Tuesday, May 24, 2011

Zachariah Jerkins, 18 March 1757 - 5 October 1835

Finding Zachariah Jerkins, our earliest proven ancestor in this line, so early in my search happened more or less by accident and was totally due to several bits of serendipity:
  • My wife and I had moved to Tallahassee in 1997 following a new job after my Orlando based company had been bought out by a California firm that decided to bring in its own management team.

  • Living that close to my father's North Florida birth place combined with a Sunday newspaper article on genealogy finally got me off the stick and started researching his family.

  • When I showed my finds on Dad's family to my mother, she asked me to find the identity of the Granny Jerkins who, according to my grandmother, mama looked so much like.

  • The very first fellow Jerkins researcher that I met was Sam Strickland, descendant of Granny Jerkins' younger brother, and one of the founding fathers of Dothan, Alabama, William Jesse Jerkins. The family info and memorabilia passed to me by Sam led me to several newspaper articles about William J. Jerkins, one of which stated that his father, Robert Wilson Jerkns, had "come of age in Tallahassee, Florida" - where, as noted above, I was living.
Digging in the Leon County records - and those of the Florida State Archives - in Tallahassee revealed very little about Robert Wilson Jerkins, beyond his appearance on the 1840 census of that place. But it opened a door to a world of other- and obviously related - Jerkins.

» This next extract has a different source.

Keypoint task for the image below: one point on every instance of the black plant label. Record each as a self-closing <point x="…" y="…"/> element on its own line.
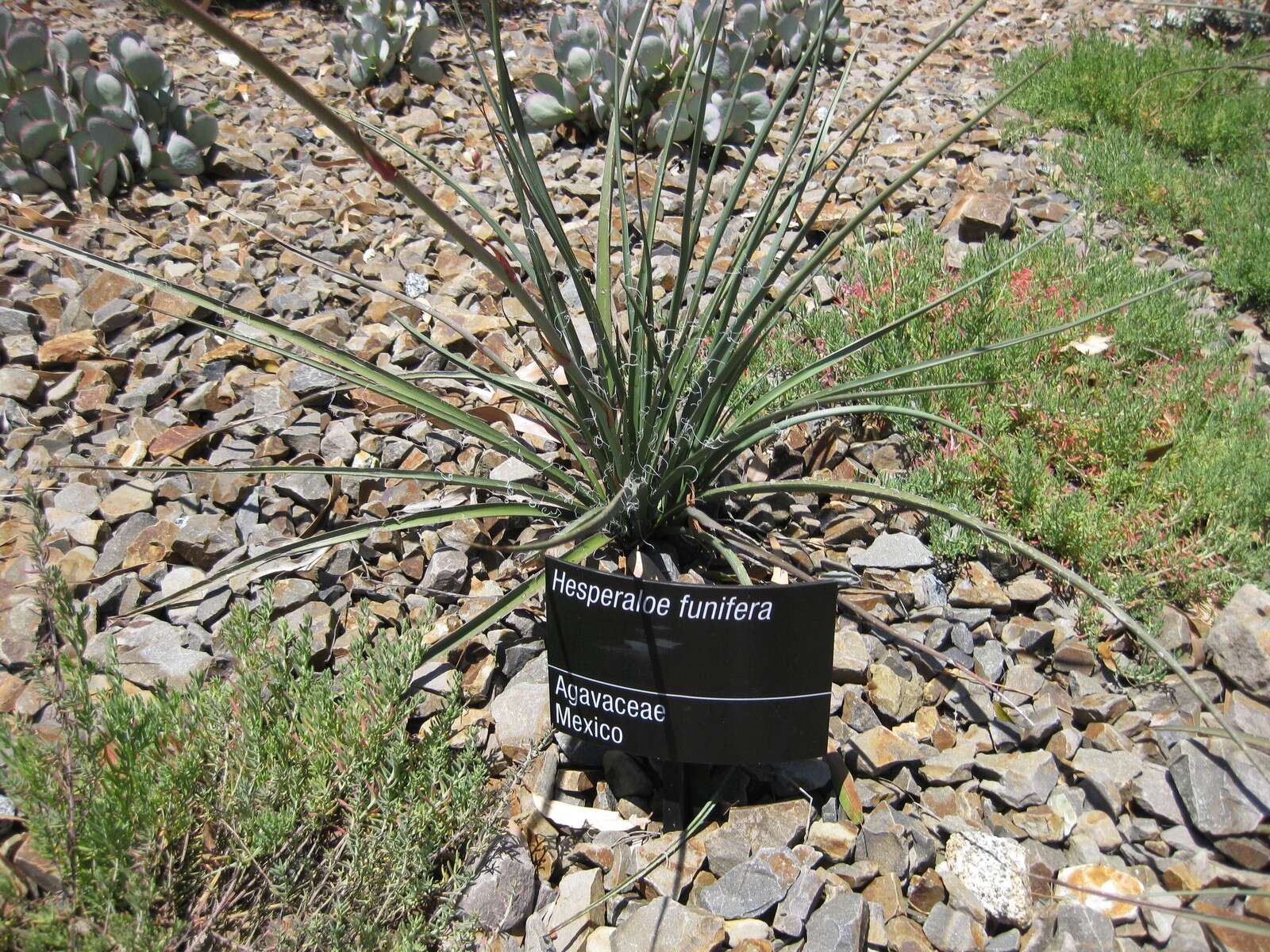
<point x="711" y="674"/>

The first, of course, was old Zachariah Jerkins who left 3 separate multi-page depositions about his life and his Revolutionary War service in his eventually successful attempts to obtain a government pension based on that service. But that find was quickly followed by the divorce files of his son, also named Zachariah Jerkins, the military records of son Richard S. Jerkins, and mentions of son James Jerkins. It would be another year before I knew how these folks were related to me, and more to prove that kinkship to my satisfaction, but from the very beginning, I absolutely knew in my heart that they were.

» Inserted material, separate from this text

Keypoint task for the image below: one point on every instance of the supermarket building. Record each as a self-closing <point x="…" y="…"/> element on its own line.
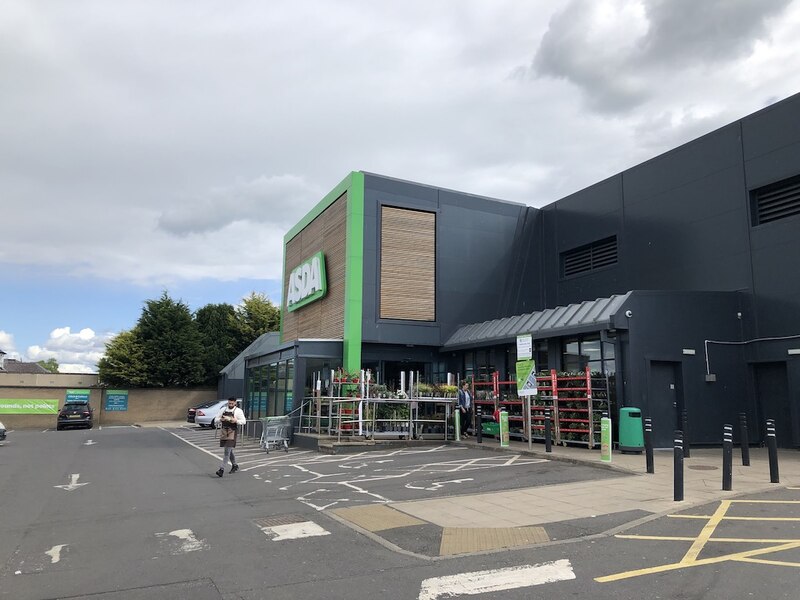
<point x="678" y="279"/>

And in one final bit of serendipity I found that the land in the country south of Tallahassee, that we had bought and put our house upon, was just about a mile from the little town of Magnolia - now a totally vanished ghost town marked only by its tiny cemetery - where old Zachariah was living when counted by the 1830 U.S. Census.
Magnolia, Florida, Francis de la Porte, Comte de Castelnau, 1837. Image courtesy of the Florida Photographic Collection. Castelnau was a French explorer and artist. Magnolia had already started its decline when this picture was painted.